One local boy that doesn't pick on her, though, is Ryan (Dov Tiefenbach). A nerdy kid also picked on by the local ruffians, Ryan finds a kindred spirit with Tara. The two start to hang out and before too long Ryan tells Tara about his mother's biological experiments. It seems that Dr. Klein (Lesley Ann Warren) does a lot of her animal research in her basement lab (as opposed to at the campus of the corporation she works for), and Ryan has easy access to her lab and its equipment. He thinks that the work his mother is doing can help cure Tara, turning her more normal looking. And it works, for a time, but as the cure begins to reveal the human within Tara suddenly starts acting more aggressive, more animalistic. Will Tara give in to the beast or can she manage to retain some of her humanity on the inside while it appears on the outside.

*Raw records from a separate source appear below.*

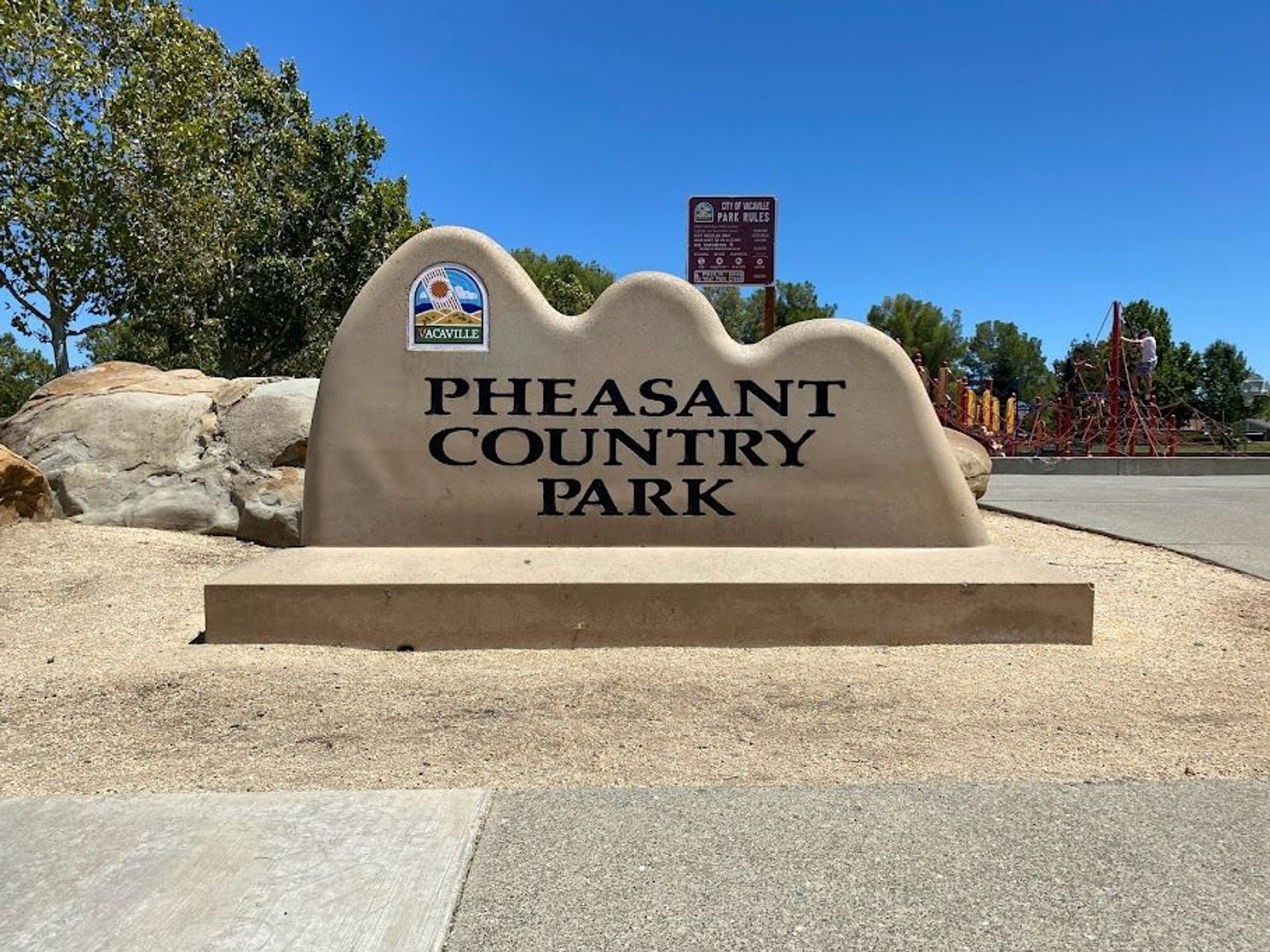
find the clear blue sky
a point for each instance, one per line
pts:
(1017, 161)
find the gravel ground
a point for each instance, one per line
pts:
(102, 692)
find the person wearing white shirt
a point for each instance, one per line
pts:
(1144, 369)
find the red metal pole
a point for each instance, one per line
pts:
(1114, 425)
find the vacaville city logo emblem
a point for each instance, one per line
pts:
(448, 310)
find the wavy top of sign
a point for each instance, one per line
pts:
(459, 408)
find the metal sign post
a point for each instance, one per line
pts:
(732, 243)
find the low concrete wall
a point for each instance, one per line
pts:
(1130, 466)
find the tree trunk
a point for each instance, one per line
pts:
(58, 324)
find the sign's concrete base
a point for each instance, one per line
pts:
(571, 597)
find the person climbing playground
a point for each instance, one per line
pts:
(1142, 372)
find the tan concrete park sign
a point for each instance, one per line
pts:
(484, 470)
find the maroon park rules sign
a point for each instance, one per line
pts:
(732, 239)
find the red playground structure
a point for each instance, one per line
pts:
(1097, 412)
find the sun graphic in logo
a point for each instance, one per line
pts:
(447, 309)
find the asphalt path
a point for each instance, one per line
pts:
(1223, 519)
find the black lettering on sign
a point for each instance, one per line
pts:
(616, 447)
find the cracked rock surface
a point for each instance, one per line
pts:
(130, 445)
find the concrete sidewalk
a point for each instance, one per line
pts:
(1166, 865)
(1221, 519)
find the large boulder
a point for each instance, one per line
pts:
(270, 507)
(270, 426)
(973, 459)
(126, 444)
(23, 491)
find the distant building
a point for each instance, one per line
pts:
(1255, 387)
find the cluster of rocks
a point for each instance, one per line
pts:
(130, 445)
(126, 444)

Made in the early part of the 2000s, Wolf Girl has that arthouse feel so many other low-budget films tried out during this era of film. We've actually seen some of these works (like the obviously Tarantino-inspired The Forsaken, also released in 2001), but Wolf Girl certainly hangs out near the bottom of the list when it comes to tracking arthouse movies that actually work. This film is, honestly, pretty terrible, getting caught up on every little arty impulse without ever finding a story, or even a mood, that really gives the film any kind of energy.

For starters, Sanchez seems lost in her performance as Tara. Whether it was her inability to get into the character due to the makeup, or she just wasn't that great an actress at the time (she's done a lot of bit-part TV series but very few films outside this one), her character is a dud. She's supposed to be the main character of the piece but her creature effects are far more convincing than the girl underneath. Unfortunately the kid they pair up with her, Tiefenbach's Ryan, isn't any better, so we have two boring kids staring blandly at each other for long stretches.

There are actual good actors in the film, even beyond the always fabulous Tim Curry, but none of them are the main characters. Shawn Ashmore's abusive alpha-male bully is one of the best realized and most interesting characters because of the actor's performance, but then Ashmore has gone on to have a pretty decent career (even outside the X-Men films); this movie is just a low-point for him. If the film could have put the good actors in better roles this film might have been vastly more interesting.

But then there are the really weird touches that amount to almost nothing, simply padding out the runtime. Ashmore's Beau, for example, has a micro-penis. If you thought that wouldn't be a plot point in a werewolf film, you would be mistaken. I think we're supposed to assume he's such a dick because his peenie and so teenie, but it mostly just leads to awkward scene of hi (barely) whipping it out. It's an arthouse film so apparently we have to have plenty of male genitalia (and that's beyond the freak show act with two trans-women who, yes, have dicks, in a scene that really hasn't aged will in the intervening decades since this film came out).

It really feels like the film is trying to be transgressive, to say that everyone is a freak, which I guess is a message that kind of works from the right angle. But where the film loses me is with the central story of the girl going from wolf-girl to girl-wolf. I think this is supposed to be the scary part of the film, the bit where we get terror and gore and marvel at the creature. It feels like the film tries to have it both ways, to play Tara up as a movie monster while also making us feel bad for gawking at the movie monster. We came for a lycanthrope movie (it literally tries to draw us in with that box copy, after all) and then it shames us for wanting a monster flick.

If the film were more interesting, with better lead performances and more interest in conveying any message at all, it all might have worked. But this is just not a smart enough movie and the people behind the camera really didn't know how to pull off their arthouse ambitions. Whatever the director and writer were trying to convey is lost in this dull, drab, dud of a film. Perhaps they should have just tried to make a more conventional lycanthrope film. It wouldn't have been as arty but it might have been more fun.